Nicole and Josh were eager to have a second child when their first was just over one year old. They were in their mid-30s, living in a small, rural town outside of Nashville, TN. When she was 14 weeks pregnant, Nicole went to a urology office as a pharmaceutical sales rep. Since she was curious about the baby’s sex, Nicole gladly accepted the nurse’s invitation to get an ultrasound right then and there.

The nurse said she was having a boy, but also said, “Something’s not right.” Nicole was encouraged to talk with a high-risk OB GYN to learn more. At the emergency appointment, the doctor found just one kidney and an overly large bladder in the fetus.
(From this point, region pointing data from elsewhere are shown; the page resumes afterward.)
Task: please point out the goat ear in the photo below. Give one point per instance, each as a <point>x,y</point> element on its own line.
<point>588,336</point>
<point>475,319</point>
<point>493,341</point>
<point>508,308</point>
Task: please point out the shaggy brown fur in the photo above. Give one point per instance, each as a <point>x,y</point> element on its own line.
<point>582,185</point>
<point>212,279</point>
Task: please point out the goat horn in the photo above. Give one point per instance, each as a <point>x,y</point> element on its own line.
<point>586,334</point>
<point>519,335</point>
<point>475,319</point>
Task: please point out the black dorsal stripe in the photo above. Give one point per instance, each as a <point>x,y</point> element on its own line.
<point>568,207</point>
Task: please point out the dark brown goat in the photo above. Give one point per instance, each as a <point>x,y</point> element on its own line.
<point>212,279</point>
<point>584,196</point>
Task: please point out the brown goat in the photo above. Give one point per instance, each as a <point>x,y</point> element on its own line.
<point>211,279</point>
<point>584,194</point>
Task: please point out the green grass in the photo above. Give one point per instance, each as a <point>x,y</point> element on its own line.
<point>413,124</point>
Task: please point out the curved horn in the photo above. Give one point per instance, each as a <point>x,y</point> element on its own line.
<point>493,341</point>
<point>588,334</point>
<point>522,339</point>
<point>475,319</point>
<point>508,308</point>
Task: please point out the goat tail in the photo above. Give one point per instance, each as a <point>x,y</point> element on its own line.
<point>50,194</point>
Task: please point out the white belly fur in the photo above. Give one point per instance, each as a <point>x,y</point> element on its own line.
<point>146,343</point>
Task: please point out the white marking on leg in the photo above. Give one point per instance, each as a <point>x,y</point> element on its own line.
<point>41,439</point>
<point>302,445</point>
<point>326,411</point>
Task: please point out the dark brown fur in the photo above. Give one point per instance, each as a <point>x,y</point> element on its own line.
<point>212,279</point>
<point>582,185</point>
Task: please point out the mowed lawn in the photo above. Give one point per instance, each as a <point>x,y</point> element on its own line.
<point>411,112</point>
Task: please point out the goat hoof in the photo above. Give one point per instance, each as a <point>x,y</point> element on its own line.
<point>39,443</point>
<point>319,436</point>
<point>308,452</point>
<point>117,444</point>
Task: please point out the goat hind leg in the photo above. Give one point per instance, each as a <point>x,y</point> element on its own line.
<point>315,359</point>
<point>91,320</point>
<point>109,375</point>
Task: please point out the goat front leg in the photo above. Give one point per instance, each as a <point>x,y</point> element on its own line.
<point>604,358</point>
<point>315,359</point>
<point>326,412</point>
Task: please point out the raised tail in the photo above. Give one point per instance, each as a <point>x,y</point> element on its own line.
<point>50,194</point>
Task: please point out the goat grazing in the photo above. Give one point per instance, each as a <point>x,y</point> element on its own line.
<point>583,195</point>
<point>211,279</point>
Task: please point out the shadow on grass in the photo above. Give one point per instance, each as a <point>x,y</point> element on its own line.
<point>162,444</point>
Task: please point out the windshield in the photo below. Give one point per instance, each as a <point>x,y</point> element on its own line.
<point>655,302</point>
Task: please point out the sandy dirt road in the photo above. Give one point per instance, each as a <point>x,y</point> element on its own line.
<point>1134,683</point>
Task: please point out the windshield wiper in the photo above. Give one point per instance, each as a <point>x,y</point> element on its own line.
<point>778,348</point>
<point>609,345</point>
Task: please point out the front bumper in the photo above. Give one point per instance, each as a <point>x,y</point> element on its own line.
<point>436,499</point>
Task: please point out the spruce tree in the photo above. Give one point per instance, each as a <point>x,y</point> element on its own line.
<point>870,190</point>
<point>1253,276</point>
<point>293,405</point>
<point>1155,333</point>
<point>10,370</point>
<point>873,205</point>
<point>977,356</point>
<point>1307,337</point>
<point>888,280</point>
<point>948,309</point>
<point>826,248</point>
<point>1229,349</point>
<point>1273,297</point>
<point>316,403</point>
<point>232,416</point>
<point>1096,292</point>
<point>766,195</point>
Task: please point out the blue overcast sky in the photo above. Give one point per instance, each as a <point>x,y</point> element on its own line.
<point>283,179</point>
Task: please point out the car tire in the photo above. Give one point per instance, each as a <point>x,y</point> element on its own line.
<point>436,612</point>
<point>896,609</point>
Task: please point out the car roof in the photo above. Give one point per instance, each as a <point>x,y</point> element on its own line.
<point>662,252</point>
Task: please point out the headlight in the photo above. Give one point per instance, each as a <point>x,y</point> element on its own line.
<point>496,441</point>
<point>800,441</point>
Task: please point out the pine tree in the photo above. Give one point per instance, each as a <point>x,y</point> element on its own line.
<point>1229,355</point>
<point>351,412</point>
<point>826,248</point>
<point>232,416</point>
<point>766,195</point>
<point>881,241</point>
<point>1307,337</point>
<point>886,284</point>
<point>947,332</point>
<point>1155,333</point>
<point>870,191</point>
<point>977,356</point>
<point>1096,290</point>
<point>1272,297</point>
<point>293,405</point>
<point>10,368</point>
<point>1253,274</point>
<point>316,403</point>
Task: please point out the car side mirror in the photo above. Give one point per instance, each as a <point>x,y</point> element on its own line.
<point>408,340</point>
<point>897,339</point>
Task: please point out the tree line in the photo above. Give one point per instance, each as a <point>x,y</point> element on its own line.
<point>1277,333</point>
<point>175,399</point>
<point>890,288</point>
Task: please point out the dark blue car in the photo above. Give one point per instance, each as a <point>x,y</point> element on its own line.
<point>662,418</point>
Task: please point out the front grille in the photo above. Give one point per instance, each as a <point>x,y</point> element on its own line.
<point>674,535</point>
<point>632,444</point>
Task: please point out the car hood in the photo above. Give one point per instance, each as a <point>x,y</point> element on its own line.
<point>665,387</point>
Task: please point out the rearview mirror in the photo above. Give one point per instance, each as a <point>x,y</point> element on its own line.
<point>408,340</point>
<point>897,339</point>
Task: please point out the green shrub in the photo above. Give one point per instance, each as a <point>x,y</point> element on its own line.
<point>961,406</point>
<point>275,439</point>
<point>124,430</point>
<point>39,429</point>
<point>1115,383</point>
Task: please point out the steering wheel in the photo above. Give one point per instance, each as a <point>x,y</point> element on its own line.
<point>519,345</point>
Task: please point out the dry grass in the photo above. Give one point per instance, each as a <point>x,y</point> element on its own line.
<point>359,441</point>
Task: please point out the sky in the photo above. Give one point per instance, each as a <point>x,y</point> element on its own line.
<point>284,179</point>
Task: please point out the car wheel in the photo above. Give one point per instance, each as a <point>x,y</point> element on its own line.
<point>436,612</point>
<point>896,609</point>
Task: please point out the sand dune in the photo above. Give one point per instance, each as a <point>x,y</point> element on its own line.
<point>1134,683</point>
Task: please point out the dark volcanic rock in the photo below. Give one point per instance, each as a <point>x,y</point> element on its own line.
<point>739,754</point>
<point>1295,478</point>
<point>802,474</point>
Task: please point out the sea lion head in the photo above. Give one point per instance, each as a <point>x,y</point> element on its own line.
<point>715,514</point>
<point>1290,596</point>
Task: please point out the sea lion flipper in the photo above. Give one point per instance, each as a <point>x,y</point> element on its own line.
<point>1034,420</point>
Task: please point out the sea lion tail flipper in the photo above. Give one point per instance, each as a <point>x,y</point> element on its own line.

Something was also blocking the fetus’ urologic system. They were told the baby would need dialysis and likely have a very hard life. This news was happening so fast. It was overwhelming.

When Nicole and Josh were feeling most hopeless, a miracle happened. The doctor saw the second kidney! To keep the baby alive, the doctor would have to carefully work to prevent the dangerous build-up of urine in his bladder. Nicole and Josh, along with their doctor, did everything they could to get to 37 weeks in the pregnancy.

Nicole and Josh were beyond thrilled when Baby Graeme was born in the fall of 2009, but the stress didn’t end then. Immediately after birth, their baby was transported to another hospital for emergency care. The pediatric urologist, Dr. Tanaka, did an emergency ablation surgery to unblock the infant’s urine flow. To lower extremely high creatine levels, Dr. Tanaka created a surgical opening to remove urine directly from the baby’s bladder (a vesicostomy). For the first two years of baby Graeme’s life, this external system drained his bladder.

Since that time, Graeme has grown strong with a normally developed urologic system. He’s now 12 years old and, though one kidney is quite small, the other can handle the bulk of the work. Graeme is smart, fun and actively enjoys playing basketball and baseball.

Looking back, Nicole wishes she had someone to talk with at the time. There was so much unknown – and her family felt so much fear. Nicole hopes parents can learn about ways to connect with others and avoid the “rabbit hole” of the internet. With faith and support from a great doctor, Nicole certainly believes miracles can happen.